Nous verrons plus tard que cet indice émane des travaux d’A. Sen, en particulier de la notion de
“capabilités” ou “capacités”.
C) Les sciences sociales reformulent la demande sociale d’analyse du bonheur.
- Les sciences sociales n’apportent pas la réponse attendue à la question qui leur est adressée. Elle ne
peuvent identifier de façon univoque des mesures de politiques publiques qui rendraient la population
plus heureuse, en revanche elles peuvent dégager les effets sociaux de la question elle-même : quel
sens donner à la thématisation du bonheur dans les discours publics?
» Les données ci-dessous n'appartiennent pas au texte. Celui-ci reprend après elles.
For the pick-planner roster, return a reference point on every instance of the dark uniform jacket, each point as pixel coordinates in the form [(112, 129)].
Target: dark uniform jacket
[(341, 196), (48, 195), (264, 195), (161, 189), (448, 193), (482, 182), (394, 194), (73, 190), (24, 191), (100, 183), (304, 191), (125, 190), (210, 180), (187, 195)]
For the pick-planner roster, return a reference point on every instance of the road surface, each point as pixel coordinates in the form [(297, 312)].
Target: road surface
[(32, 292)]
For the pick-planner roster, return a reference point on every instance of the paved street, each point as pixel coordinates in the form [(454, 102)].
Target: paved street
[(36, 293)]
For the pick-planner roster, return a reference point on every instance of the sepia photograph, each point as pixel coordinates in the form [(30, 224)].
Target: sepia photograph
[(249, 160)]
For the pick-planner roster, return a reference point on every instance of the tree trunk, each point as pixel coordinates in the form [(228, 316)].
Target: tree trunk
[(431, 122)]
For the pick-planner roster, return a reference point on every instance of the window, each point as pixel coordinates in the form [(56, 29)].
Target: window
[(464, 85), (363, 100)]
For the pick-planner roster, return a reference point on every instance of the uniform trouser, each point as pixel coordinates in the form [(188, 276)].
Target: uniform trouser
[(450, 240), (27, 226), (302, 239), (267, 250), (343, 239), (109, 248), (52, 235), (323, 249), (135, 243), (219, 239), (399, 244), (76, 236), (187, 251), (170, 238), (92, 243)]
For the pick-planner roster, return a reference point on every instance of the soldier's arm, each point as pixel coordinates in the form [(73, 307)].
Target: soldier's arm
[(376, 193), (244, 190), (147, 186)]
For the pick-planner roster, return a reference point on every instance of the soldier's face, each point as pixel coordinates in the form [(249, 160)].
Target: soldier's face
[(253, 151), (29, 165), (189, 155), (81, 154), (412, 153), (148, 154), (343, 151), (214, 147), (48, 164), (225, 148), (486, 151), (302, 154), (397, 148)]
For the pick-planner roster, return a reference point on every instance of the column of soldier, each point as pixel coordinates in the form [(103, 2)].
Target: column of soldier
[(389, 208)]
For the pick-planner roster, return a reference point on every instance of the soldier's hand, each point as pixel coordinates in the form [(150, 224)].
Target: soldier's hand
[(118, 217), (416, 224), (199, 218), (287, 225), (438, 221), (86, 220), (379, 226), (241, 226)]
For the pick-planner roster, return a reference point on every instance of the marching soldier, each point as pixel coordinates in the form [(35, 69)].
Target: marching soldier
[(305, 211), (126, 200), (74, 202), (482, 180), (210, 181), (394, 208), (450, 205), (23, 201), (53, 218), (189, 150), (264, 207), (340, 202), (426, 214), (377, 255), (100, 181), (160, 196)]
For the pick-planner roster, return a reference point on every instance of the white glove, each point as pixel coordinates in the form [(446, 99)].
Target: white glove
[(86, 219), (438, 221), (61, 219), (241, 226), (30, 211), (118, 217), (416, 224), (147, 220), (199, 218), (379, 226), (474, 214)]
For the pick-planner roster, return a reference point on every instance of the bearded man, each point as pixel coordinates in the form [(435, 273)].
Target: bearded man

- L. Boltanski et E. Chiapello documentent les effets ambigus de cette injonction au bonheur. Le nouvel
esprit du capitalisme (1999) promeut ainsi l’accomplissement personnel au travail, en réaction à la
“critique artiste” du capitalisme qui en dénonçait le caractère aliénant. La “cité par projet” incarne cette
référence au bonheur par les nouvelles méthodes de management. Cependant, cette invocation du
bonheur produit une aliénation au second degré : elle individualise le rapport au travail, déconstruit les
collectifs, individualise également les trajectoires, faisant par exemple ressentir les licenciements
comme des échecs personnels, isole les travailleurs, étouffe les conflits sociaux. En effet, il est plus
difficile de contester collectivement l’organisation du travail lorsqu’elle se présente comme conçue
pour s’adapter aux aspirations individuelles de chacun.